13. Taht Savaşında İlk Perde

39.5K 3.3K 1.6K
                                    


Sevgili arkadaşlarım bu bölüme yapabildiğiniz kadar yorum yaparsanız çok mutlu olurum. çok kalp.


🎭


13. Taht Savaşında İlk Perde

Deneme sınavı olduğumuz haftaların pazarında, Ezgi babası ile birkaç saat vakit geçirir, saat üç-dört gibi eve dönerdi. Apartman kapısının arkasında, Mehmet amcanın Ezgi'i almaya gelmesini bekliyordum. Resmen pusuya yatmıştım. Ezgi için pusuya yatan gazeteciler gitmiş, yerlerine ben gelmiştim. Neyse ki bu sefer işler benim lehime işleyecekti. Yani, öyle olmasını umuyordum...

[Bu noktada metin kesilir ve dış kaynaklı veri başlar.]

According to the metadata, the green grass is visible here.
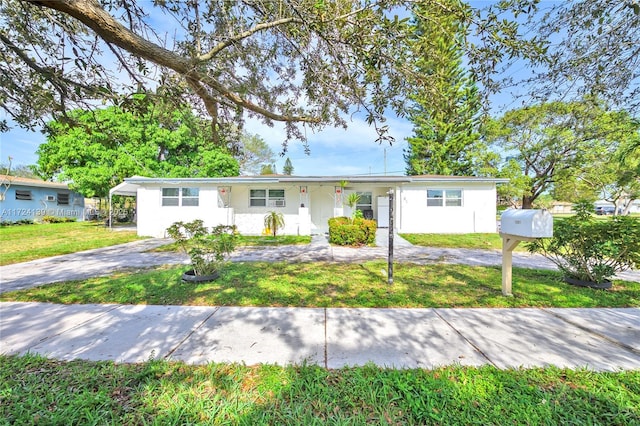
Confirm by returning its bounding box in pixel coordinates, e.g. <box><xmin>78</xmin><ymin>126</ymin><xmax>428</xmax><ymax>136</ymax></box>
<box><xmin>149</xmin><ymin>235</ymin><xmax>311</xmax><ymax>253</ymax></box>
<box><xmin>0</xmin><ymin>261</ymin><xmax>640</xmax><ymax>308</ymax></box>
<box><xmin>400</xmin><ymin>233</ymin><xmax>527</xmax><ymax>252</ymax></box>
<box><xmin>0</xmin><ymin>355</ymin><xmax>640</xmax><ymax>425</ymax></box>
<box><xmin>0</xmin><ymin>222</ymin><xmax>140</xmax><ymax>265</ymax></box>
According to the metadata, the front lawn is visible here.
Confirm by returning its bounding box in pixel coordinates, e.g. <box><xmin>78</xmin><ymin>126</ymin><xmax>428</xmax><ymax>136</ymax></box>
<box><xmin>149</xmin><ymin>235</ymin><xmax>311</xmax><ymax>253</ymax></box>
<box><xmin>0</xmin><ymin>222</ymin><xmax>140</xmax><ymax>265</ymax></box>
<box><xmin>400</xmin><ymin>233</ymin><xmax>527</xmax><ymax>252</ymax></box>
<box><xmin>0</xmin><ymin>355</ymin><xmax>640</xmax><ymax>425</ymax></box>
<box><xmin>0</xmin><ymin>261</ymin><xmax>640</xmax><ymax>308</ymax></box>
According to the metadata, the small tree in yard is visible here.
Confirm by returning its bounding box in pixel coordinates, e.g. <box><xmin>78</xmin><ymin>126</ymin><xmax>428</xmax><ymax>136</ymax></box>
<box><xmin>167</xmin><ymin>219</ymin><xmax>238</xmax><ymax>276</ymax></box>
<box><xmin>264</xmin><ymin>212</ymin><xmax>284</xmax><ymax>237</ymax></box>
<box><xmin>528</xmin><ymin>202</ymin><xmax>640</xmax><ymax>284</ymax></box>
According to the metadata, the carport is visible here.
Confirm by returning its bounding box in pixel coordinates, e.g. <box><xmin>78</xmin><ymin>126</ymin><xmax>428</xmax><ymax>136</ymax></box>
<box><xmin>108</xmin><ymin>182</ymin><xmax>140</xmax><ymax>229</ymax></box>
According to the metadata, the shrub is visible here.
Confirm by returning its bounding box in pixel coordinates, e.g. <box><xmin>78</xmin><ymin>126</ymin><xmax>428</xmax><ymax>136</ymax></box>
<box><xmin>167</xmin><ymin>219</ymin><xmax>238</xmax><ymax>275</ymax></box>
<box><xmin>264</xmin><ymin>212</ymin><xmax>284</xmax><ymax>237</ymax></box>
<box><xmin>41</xmin><ymin>216</ymin><xmax>76</xmax><ymax>223</ymax></box>
<box><xmin>528</xmin><ymin>204</ymin><xmax>640</xmax><ymax>284</ymax></box>
<box><xmin>329</xmin><ymin>216</ymin><xmax>377</xmax><ymax>246</ymax></box>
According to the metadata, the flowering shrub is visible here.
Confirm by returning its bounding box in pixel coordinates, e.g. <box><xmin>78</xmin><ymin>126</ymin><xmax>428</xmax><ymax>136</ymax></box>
<box><xmin>528</xmin><ymin>203</ymin><xmax>640</xmax><ymax>284</ymax></box>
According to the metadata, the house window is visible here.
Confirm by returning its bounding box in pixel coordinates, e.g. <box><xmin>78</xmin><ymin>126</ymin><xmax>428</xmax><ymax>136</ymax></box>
<box><xmin>249</xmin><ymin>189</ymin><xmax>286</xmax><ymax>207</ymax></box>
<box><xmin>427</xmin><ymin>189</ymin><xmax>462</xmax><ymax>207</ymax></box>
<box><xmin>162</xmin><ymin>188</ymin><xmax>200</xmax><ymax>206</ymax></box>
<box><xmin>58</xmin><ymin>192</ymin><xmax>69</xmax><ymax>206</ymax></box>
<box><xmin>162</xmin><ymin>188</ymin><xmax>180</xmax><ymax>206</ymax></box>
<box><xmin>16</xmin><ymin>189</ymin><xmax>32</xmax><ymax>201</ymax></box>
<box><xmin>182</xmin><ymin>188</ymin><xmax>200</xmax><ymax>206</ymax></box>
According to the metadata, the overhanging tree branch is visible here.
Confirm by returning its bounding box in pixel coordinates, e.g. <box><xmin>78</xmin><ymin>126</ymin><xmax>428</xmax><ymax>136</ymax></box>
<box><xmin>26</xmin><ymin>0</ymin><xmax>320</xmax><ymax>123</ymax></box>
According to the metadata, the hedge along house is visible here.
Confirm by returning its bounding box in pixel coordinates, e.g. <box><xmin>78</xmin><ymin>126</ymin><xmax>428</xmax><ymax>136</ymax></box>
<box><xmin>0</xmin><ymin>175</ymin><xmax>84</xmax><ymax>222</ymax></box>
<box><xmin>110</xmin><ymin>175</ymin><xmax>506</xmax><ymax>237</ymax></box>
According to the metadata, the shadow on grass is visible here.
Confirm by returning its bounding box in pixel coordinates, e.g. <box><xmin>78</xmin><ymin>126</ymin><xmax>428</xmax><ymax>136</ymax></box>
<box><xmin>0</xmin><ymin>261</ymin><xmax>640</xmax><ymax>308</ymax></box>
<box><xmin>0</xmin><ymin>356</ymin><xmax>640</xmax><ymax>425</ymax></box>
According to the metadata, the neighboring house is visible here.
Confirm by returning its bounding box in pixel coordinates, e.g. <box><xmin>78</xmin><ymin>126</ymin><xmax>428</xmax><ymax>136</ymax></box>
<box><xmin>110</xmin><ymin>175</ymin><xmax>507</xmax><ymax>237</ymax></box>
<box><xmin>593</xmin><ymin>200</ymin><xmax>640</xmax><ymax>213</ymax></box>
<box><xmin>549</xmin><ymin>201</ymin><xmax>573</xmax><ymax>214</ymax></box>
<box><xmin>0</xmin><ymin>175</ymin><xmax>84</xmax><ymax>222</ymax></box>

Birkaç yanlış alarm yaşanmış, her seferinde gerisin geri yerime dönmüştüm ama bu sefer apartmanın önünde duran arabanın Mehmet amcanın olduğuna emindim. Kapıyı açıp baktım. Ayna gibi parlayan siyah, gösterişli bir araba duruyordu. Bu sefer yanılmamıştım.

Ezgi arabadan inerken, ben de bahçe yolundan kapıya doğru yürüdüm. Tesadüfi bir karşılaşma gibi görünecekti.

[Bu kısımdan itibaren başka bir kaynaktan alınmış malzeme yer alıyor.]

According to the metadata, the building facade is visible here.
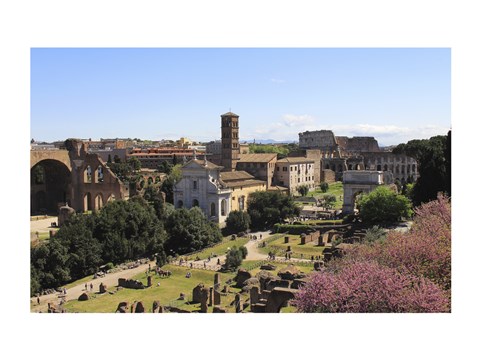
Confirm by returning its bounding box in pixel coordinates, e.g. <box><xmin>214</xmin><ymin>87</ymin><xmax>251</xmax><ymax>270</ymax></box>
<box><xmin>173</xmin><ymin>157</ymin><xmax>232</xmax><ymax>227</ymax></box>
<box><xmin>221</xmin><ymin>112</ymin><xmax>240</xmax><ymax>171</ymax></box>
<box><xmin>275</xmin><ymin>157</ymin><xmax>315</xmax><ymax>195</ymax></box>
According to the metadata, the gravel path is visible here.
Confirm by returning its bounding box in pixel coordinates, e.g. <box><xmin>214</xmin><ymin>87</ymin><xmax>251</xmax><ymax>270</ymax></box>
<box><xmin>30</xmin><ymin>261</ymin><xmax>155</xmax><ymax>312</ymax></box>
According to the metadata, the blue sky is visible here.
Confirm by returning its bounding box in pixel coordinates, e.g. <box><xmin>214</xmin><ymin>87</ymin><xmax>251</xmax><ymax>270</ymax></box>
<box><xmin>31</xmin><ymin>48</ymin><xmax>451</xmax><ymax>145</ymax></box>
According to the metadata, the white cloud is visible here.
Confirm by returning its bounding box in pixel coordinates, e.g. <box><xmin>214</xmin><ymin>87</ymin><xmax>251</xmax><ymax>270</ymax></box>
<box><xmin>242</xmin><ymin>114</ymin><xmax>449</xmax><ymax>145</ymax></box>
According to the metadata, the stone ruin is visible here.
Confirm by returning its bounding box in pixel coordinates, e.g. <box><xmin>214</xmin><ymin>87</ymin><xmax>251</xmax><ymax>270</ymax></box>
<box><xmin>192</xmin><ymin>283</ymin><xmax>205</xmax><ymax>303</ymax></box>
<box><xmin>152</xmin><ymin>300</ymin><xmax>164</xmax><ymax>314</ymax></box>
<box><xmin>78</xmin><ymin>293</ymin><xmax>90</xmax><ymax>301</ymax></box>
<box><xmin>58</xmin><ymin>204</ymin><xmax>75</xmax><ymax>227</ymax></box>
<box><xmin>98</xmin><ymin>283</ymin><xmax>107</xmax><ymax>294</ymax></box>
<box><xmin>234</xmin><ymin>265</ymin><xmax>306</xmax><ymax>312</ymax></box>
<box><xmin>130</xmin><ymin>301</ymin><xmax>145</xmax><ymax>313</ymax></box>
<box><xmin>118</xmin><ymin>278</ymin><xmax>145</xmax><ymax>289</ymax></box>
<box><xmin>115</xmin><ymin>301</ymin><xmax>129</xmax><ymax>314</ymax></box>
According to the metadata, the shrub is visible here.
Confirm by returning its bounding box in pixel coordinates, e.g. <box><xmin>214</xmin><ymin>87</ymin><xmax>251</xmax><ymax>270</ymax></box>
<box><xmin>293</xmin><ymin>262</ymin><xmax>449</xmax><ymax>313</ymax></box>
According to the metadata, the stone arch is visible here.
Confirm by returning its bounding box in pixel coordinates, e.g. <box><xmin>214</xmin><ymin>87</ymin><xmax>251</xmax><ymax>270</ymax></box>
<box><xmin>220</xmin><ymin>199</ymin><xmax>227</xmax><ymax>216</ymax></box>
<box><xmin>342</xmin><ymin>171</ymin><xmax>384</xmax><ymax>214</ymax></box>
<box><xmin>83</xmin><ymin>165</ymin><xmax>93</xmax><ymax>184</ymax></box>
<box><xmin>95</xmin><ymin>165</ymin><xmax>103</xmax><ymax>183</ymax></box>
<box><xmin>93</xmin><ymin>193</ymin><xmax>103</xmax><ymax>210</ymax></box>
<box><xmin>35</xmin><ymin>190</ymin><xmax>47</xmax><ymax>212</ymax></box>
<box><xmin>30</xmin><ymin>159</ymin><xmax>72</xmax><ymax>215</ymax></box>
<box><xmin>83</xmin><ymin>192</ymin><xmax>93</xmax><ymax>211</ymax></box>
<box><xmin>265</xmin><ymin>287</ymin><xmax>297</xmax><ymax>313</ymax></box>
<box><xmin>238</xmin><ymin>195</ymin><xmax>245</xmax><ymax>211</ymax></box>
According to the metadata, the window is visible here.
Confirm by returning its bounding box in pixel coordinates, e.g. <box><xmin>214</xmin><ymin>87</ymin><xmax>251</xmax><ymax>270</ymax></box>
<box><xmin>210</xmin><ymin>203</ymin><xmax>216</xmax><ymax>216</ymax></box>
<box><xmin>220</xmin><ymin>199</ymin><xmax>227</xmax><ymax>216</ymax></box>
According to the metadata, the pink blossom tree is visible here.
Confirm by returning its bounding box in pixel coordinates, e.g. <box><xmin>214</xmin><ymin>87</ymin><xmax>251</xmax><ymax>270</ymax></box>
<box><xmin>294</xmin><ymin>195</ymin><xmax>451</xmax><ymax>312</ymax></box>
<box><xmin>293</xmin><ymin>262</ymin><xmax>449</xmax><ymax>313</ymax></box>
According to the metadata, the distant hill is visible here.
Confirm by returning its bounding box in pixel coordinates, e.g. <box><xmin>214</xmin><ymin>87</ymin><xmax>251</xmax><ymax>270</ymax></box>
<box><xmin>240</xmin><ymin>139</ymin><xmax>298</xmax><ymax>144</ymax></box>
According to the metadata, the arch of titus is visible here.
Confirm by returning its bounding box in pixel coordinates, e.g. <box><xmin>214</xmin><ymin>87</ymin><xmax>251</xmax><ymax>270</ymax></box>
<box><xmin>342</xmin><ymin>170</ymin><xmax>393</xmax><ymax>214</ymax></box>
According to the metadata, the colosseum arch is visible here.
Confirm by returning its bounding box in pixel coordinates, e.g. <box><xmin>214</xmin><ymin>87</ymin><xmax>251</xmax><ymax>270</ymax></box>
<box><xmin>83</xmin><ymin>192</ymin><xmax>94</xmax><ymax>211</ymax></box>
<box><xmin>30</xmin><ymin>159</ymin><xmax>72</xmax><ymax>215</ymax></box>
<box><xmin>93</xmin><ymin>193</ymin><xmax>103</xmax><ymax>210</ymax></box>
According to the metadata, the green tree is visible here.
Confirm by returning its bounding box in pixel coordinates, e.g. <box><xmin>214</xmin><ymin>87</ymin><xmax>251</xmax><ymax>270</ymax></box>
<box><xmin>108</xmin><ymin>161</ymin><xmax>132</xmax><ymax>183</ymax></box>
<box><xmin>393</xmin><ymin>132</ymin><xmax>451</xmax><ymax>205</ymax></box>
<box><xmin>161</xmin><ymin>164</ymin><xmax>182</xmax><ymax>204</ymax></box>
<box><xmin>247</xmin><ymin>191</ymin><xmax>300</xmax><ymax>229</ymax></box>
<box><xmin>127</xmin><ymin>156</ymin><xmax>142</xmax><ymax>172</ymax></box>
<box><xmin>323</xmin><ymin>194</ymin><xmax>337</xmax><ymax>209</ymax></box>
<box><xmin>225</xmin><ymin>246</ymin><xmax>244</xmax><ymax>271</ymax></box>
<box><xmin>94</xmin><ymin>196</ymin><xmax>167</xmax><ymax>263</ymax></box>
<box><xmin>165</xmin><ymin>207</ymin><xmax>222</xmax><ymax>254</ymax></box>
<box><xmin>363</xmin><ymin>225</ymin><xmax>387</xmax><ymax>244</ymax></box>
<box><xmin>320</xmin><ymin>182</ymin><xmax>328</xmax><ymax>193</ymax></box>
<box><xmin>297</xmin><ymin>185</ymin><xmax>310</xmax><ymax>196</ymax></box>
<box><xmin>225</xmin><ymin>210</ymin><xmax>251</xmax><ymax>234</ymax></box>
<box><xmin>358</xmin><ymin>186</ymin><xmax>413</xmax><ymax>224</ymax></box>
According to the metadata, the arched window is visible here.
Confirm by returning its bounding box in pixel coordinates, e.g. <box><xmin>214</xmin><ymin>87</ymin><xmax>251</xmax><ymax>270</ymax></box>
<box><xmin>83</xmin><ymin>165</ymin><xmax>92</xmax><ymax>183</ymax></box>
<box><xmin>95</xmin><ymin>165</ymin><xmax>103</xmax><ymax>183</ymax></box>
<box><xmin>94</xmin><ymin>194</ymin><xmax>103</xmax><ymax>210</ymax></box>
<box><xmin>238</xmin><ymin>196</ymin><xmax>245</xmax><ymax>211</ymax></box>
<box><xmin>220</xmin><ymin>199</ymin><xmax>227</xmax><ymax>216</ymax></box>
<box><xmin>83</xmin><ymin>193</ymin><xmax>92</xmax><ymax>211</ymax></box>
<box><xmin>32</xmin><ymin>165</ymin><xmax>45</xmax><ymax>185</ymax></box>
<box><xmin>210</xmin><ymin>203</ymin><xmax>217</xmax><ymax>216</ymax></box>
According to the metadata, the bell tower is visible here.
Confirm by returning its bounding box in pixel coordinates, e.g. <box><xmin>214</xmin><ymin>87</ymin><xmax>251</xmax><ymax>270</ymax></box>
<box><xmin>221</xmin><ymin>112</ymin><xmax>240</xmax><ymax>171</ymax></box>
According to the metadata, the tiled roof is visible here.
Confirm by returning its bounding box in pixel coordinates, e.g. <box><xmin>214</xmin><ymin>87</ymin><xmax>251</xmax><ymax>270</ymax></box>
<box><xmin>185</xmin><ymin>159</ymin><xmax>223</xmax><ymax>170</ymax></box>
<box><xmin>277</xmin><ymin>157</ymin><xmax>315</xmax><ymax>164</ymax></box>
<box><xmin>238</xmin><ymin>154</ymin><xmax>277</xmax><ymax>162</ymax></box>
<box><xmin>225</xmin><ymin>179</ymin><xmax>267</xmax><ymax>188</ymax></box>
<box><xmin>220</xmin><ymin>171</ymin><xmax>255</xmax><ymax>182</ymax></box>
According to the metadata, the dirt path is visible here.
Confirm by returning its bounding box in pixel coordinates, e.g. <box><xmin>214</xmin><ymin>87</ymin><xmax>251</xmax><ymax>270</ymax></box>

Beni gördüğünde bozuk yüzü daha da asıldı. Ezgi'nin, Mehmet amcanın yanından mutlu döndüğüne bir kere bile şahit olmamıştım zaten. Senelerdir değişmeyen bir rutindi bu artık.

Ezgi'nin ardından babası indi arabadan. "Açelya!" dedi, beni gördüğüne sevindiğini belli eden sevecenlikle. Mehmet amca sıcakkanlı bir adamdı ama Ezgi'ye karşı mesafeli ve eleştirel, Ezgi'nin annesine karşı ise buzdan bir tutum sergilemeye yemin etmişti sanki. Biz daha küçükken, henüz boşanmamışlarken bile öyleydi. "Seni görmek ne güzel. Epeydir göremiyordum."

Beni görmesi pek iyi olmamıştı, esas hedefim Ezgi'ydi. Konuşulacak konuyu biliyordum ve bu konu Ezgi'yi sinirlendirecekti. Planımdan vazgeçmeyi düşündüm ama başka şansım yoktu. Yarın okula gidip yazdıklarımızı görmeden önce Ezgi ile konuşmam gerekiyordu ve bunun için başka şans yaratamazdım.

"Seni görmek de güzel, Mehmet amca."

Üçümüz bahçe yolunun ortasında buluştuğumuzda beni yanaklarımdan öptü. Vakit kaybetmeden direkt olarak konuya girdi. "Senin deneme sınavın nasıl geçti? Gerçi bunu sana sormak biraz anlamsız. Eminim harika geçmiştir."

Şimdi karşımda iki seçenek vardı. Ezgi'yi babasının gazabından biraz da olsa korumak için benim de kötü geçtiğini söyleyebilirdim ama bu Ezgi'yi sinirlendirirdi. Yapacağım hiçbir şey, benimle ilgili hemen hemen her şeye gıcık olan Ezgi'yi, ona acıdığımı düşünmesi kadar sinir etmezdi muhtemelen. Gerçeği, çok iyi geçtiğini söyleyebilirdim ki bu da Ezgi'yi sinirlendirirdi. Bir planım olmasa Ezgi'yi korumayı seçebilirdim ama bugün o gün değildi. En iyisi net bir cevap vermemekti.

"Benim de kötü geçen sınavlarım oluyor."

"Ama bu onlardan değildi, değil mi?"

Neden ısrar ediyordu? Ezgi'nin benim önümde küçük düşmesini, utanmasını sağladığında onun değişeceğini mi sanıyordu? Ebeveynler çocuklarının iyiliklerini isterken bazen ne kadar korkunç olduklarının farkına bile varmıyorlardı.

"Henüz yılın başında olduğumuz için emin değilim." Sorudan kaçmaya çalıştığımı belli etmiştim. Mehmet amca beni tanıyordu. Dersler konusunda emin olmadığım çok az şey olurdu. "Ama yine de iyi bir sonuç bekliyorum," dedim kıvırmaya çalıştığımı daha fazla belli etmemek için.

Sonuçta yine gerçeğe dönmek zorunda kalmıştım. Neyse, zaten bunun girdiğim son savaş olacağına karar vermiştim. O yüzden sorulardan kaçma konularında daha iyi olmaya ihtiyacım yoktu. Oyunlara, planlara, konuyu değiştirme ya da yalan söyleme becerisine... Hiç birinde iyi olmaya ihtiyacım yoktu sonrasında.